O texto determina que o valor será definido pela Secretaria de Estado de Justiça e Segurança Pública (Sejusp), com base nas despesas do serviço de monitoramento. O pagamento deverá ser feito mensalmente, com comprovante anexado ao processo criminal. Em caso de dano, extravio ou inutilização do equipamento, o usuário também será responsabilizado pelo ressarcimento.

A decisão sobre a cobrança deverá considerar a condição econômica do preso. A análise poderá ser feita na audiência de custódia, em pedidos de liberdade provisória, na sentença condenatória ou na progressão para regime menos rigoroso.

Os valores arrecadados serão destinados ao Fundo Penitenciário Estadual. Se o réu for absolvido ou tiver a ação penal extinta, o dinheiro pago deverá ser devolvido, com correção.

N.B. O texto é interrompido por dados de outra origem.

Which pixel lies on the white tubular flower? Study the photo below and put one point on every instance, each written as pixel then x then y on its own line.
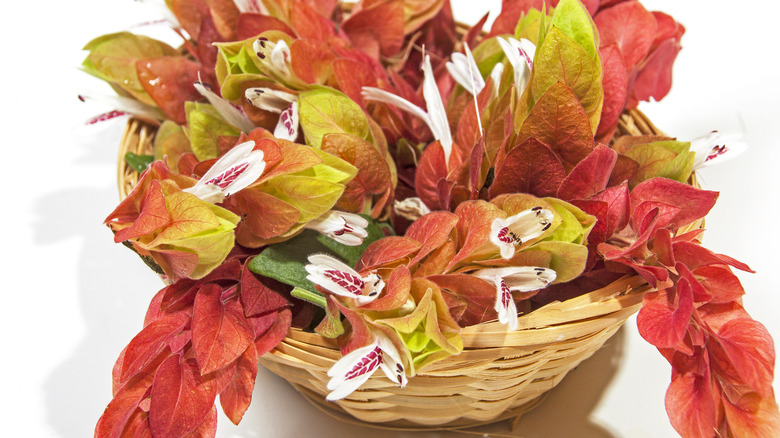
pixel 716 147
pixel 435 118
pixel 342 280
pixel 514 279
pixel 287 126
pixel 354 369
pixel 520 54
pixel 231 113
pixel 236 170
pixel 411 208
pixel 495 75
pixel 268 99
pixel 275 55
pixel 346 228
pixel 254 6
pixel 508 233
pixel 465 72
pixel 121 106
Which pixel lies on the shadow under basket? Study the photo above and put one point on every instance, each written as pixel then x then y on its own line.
pixel 499 375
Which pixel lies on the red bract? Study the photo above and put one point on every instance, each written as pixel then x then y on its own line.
pixel 648 44
pixel 201 344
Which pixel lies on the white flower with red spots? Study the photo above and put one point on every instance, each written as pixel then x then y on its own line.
pixel 464 70
pixel 340 279
pixel 346 228
pixel 279 102
pixel 515 230
pixel 354 369
pixel 275 55
pixel 716 147
pixel 236 170
pixel 520 54
pixel 287 126
pixel 435 117
pixel 411 208
pixel 514 279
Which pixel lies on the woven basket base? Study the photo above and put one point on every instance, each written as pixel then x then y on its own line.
pixel 334 411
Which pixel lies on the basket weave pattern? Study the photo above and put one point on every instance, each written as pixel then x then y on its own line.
pixel 498 375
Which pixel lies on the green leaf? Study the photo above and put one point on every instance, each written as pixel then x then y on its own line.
pixel 312 297
pixel 285 261
pixel 139 163
pixel 325 110
pixel 332 168
pixel 351 254
pixel 571 17
pixel 112 58
pixel 171 142
pixel 561 59
pixel 234 67
pixel 576 223
pixel 205 128
pixel 669 159
pixel 311 196
pixel 568 260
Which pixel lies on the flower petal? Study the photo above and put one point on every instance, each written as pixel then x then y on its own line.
pixel 716 147
pixel 239 168
pixel 353 370
pixel 268 99
pixel 346 228
pixel 232 114
pixel 411 208
pixel 439 124
pixel 379 95
pixel 287 127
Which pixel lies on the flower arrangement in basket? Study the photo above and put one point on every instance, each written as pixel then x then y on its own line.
pixel 334 189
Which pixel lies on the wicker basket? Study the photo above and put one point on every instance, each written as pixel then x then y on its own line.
pixel 498 375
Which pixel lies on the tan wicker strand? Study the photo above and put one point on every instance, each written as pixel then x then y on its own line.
pixel 499 375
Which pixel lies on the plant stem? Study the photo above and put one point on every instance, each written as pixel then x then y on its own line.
pixel 315 298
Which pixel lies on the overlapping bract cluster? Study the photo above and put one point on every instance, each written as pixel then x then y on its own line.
pixel 201 339
pixel 448 189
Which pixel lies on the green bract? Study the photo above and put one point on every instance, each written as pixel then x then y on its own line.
pixel 326 111
pixel 112 58
pixel 205 127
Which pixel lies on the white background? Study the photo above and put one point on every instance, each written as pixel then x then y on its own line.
pixel 72 298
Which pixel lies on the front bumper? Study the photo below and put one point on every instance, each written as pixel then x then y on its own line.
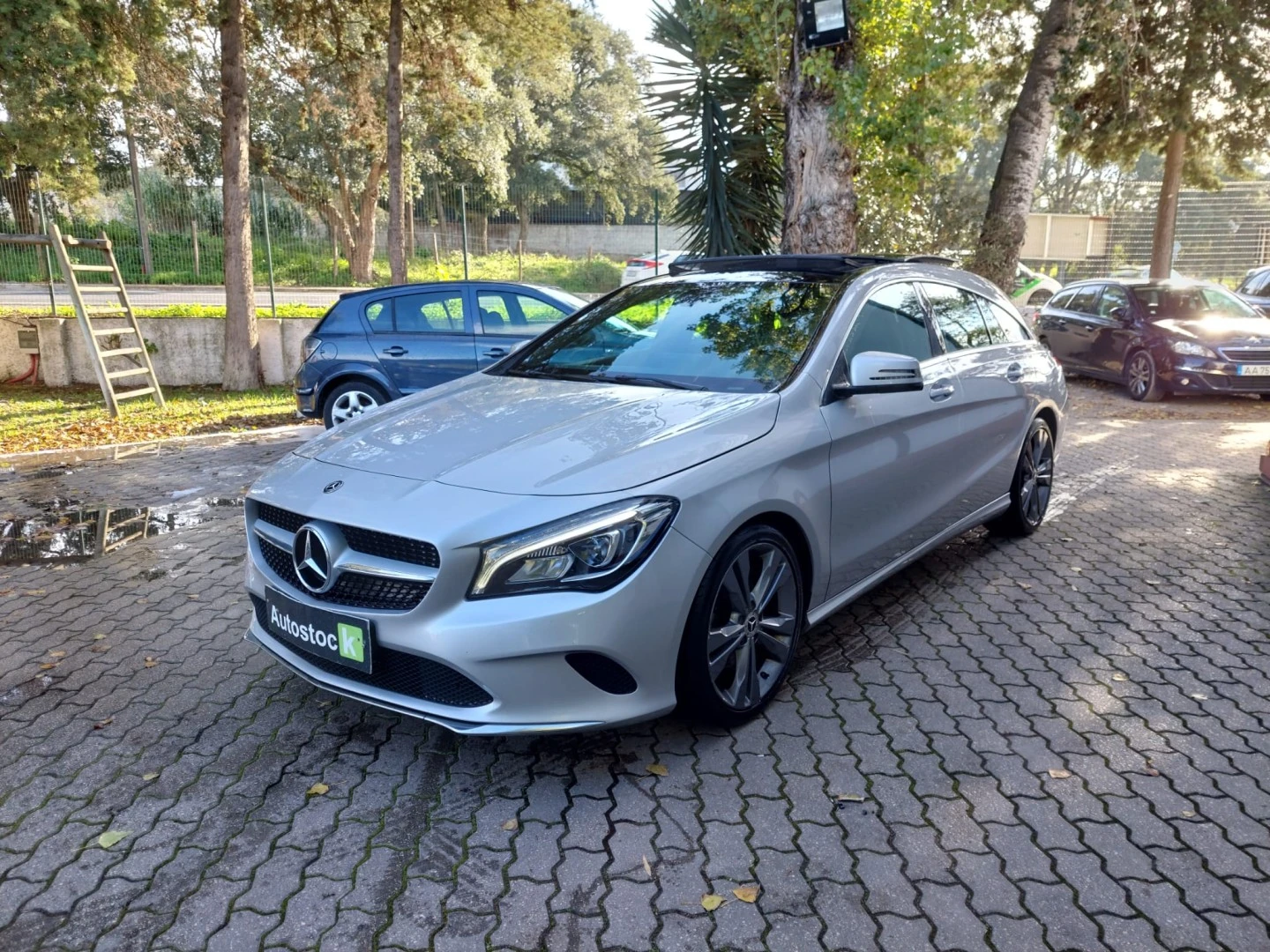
pixel 1197 375
pixel 514 649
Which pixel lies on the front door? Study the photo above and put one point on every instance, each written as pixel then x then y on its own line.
pixel 894 461
pixel 430 340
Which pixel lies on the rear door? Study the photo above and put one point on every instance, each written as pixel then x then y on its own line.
pixel 508 316
pixel 895 462
pixel 430 339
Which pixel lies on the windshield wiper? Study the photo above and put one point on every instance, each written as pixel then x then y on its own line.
pixel 644 380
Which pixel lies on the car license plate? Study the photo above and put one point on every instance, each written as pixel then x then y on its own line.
pixel 343 639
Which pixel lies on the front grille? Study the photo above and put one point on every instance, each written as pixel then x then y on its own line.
pixel 400 673
pixel 367 541
pixel 1247 354
pixel 352 589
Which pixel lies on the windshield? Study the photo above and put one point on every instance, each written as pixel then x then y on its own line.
pixel 742 334
pixel 1191 302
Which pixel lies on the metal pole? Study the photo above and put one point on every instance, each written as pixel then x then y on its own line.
pixel 657 233
pixel 49 259
pixel 268 249
pixel 462 205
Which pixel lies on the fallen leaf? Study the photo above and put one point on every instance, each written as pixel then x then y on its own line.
pixel 111 837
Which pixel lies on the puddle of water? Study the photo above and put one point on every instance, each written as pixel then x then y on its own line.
pixel 69 531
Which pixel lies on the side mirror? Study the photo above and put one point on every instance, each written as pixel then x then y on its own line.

O projeto ainda prevê que a cobrança valerá apenas para novos casos após a publicação da lei. O não pagamento poderá resultar na inscrição do débito em dívida ativa.

A discussão sobre o tema se dá em maio ao cenário de aumento do uso do monitoramento eletrônico em Minas. Dados apresentados pela Sejusp na Assembleia indicam que, entre outubro de 2018 e maio de 2021, o número de pessoas com tornozeleira eletrônica cresceu 296% no Estado.

Em 2021, 5.802 pessoas utilizavam o equipamento em Minas, enquanto a população carcerária somava cerca de 59 mil detentos. Segundo a Sejusp, o custo mensal de um monitorado era de R$ 280, contra aproximadamente R$ 4 mil por preso em regime fechado.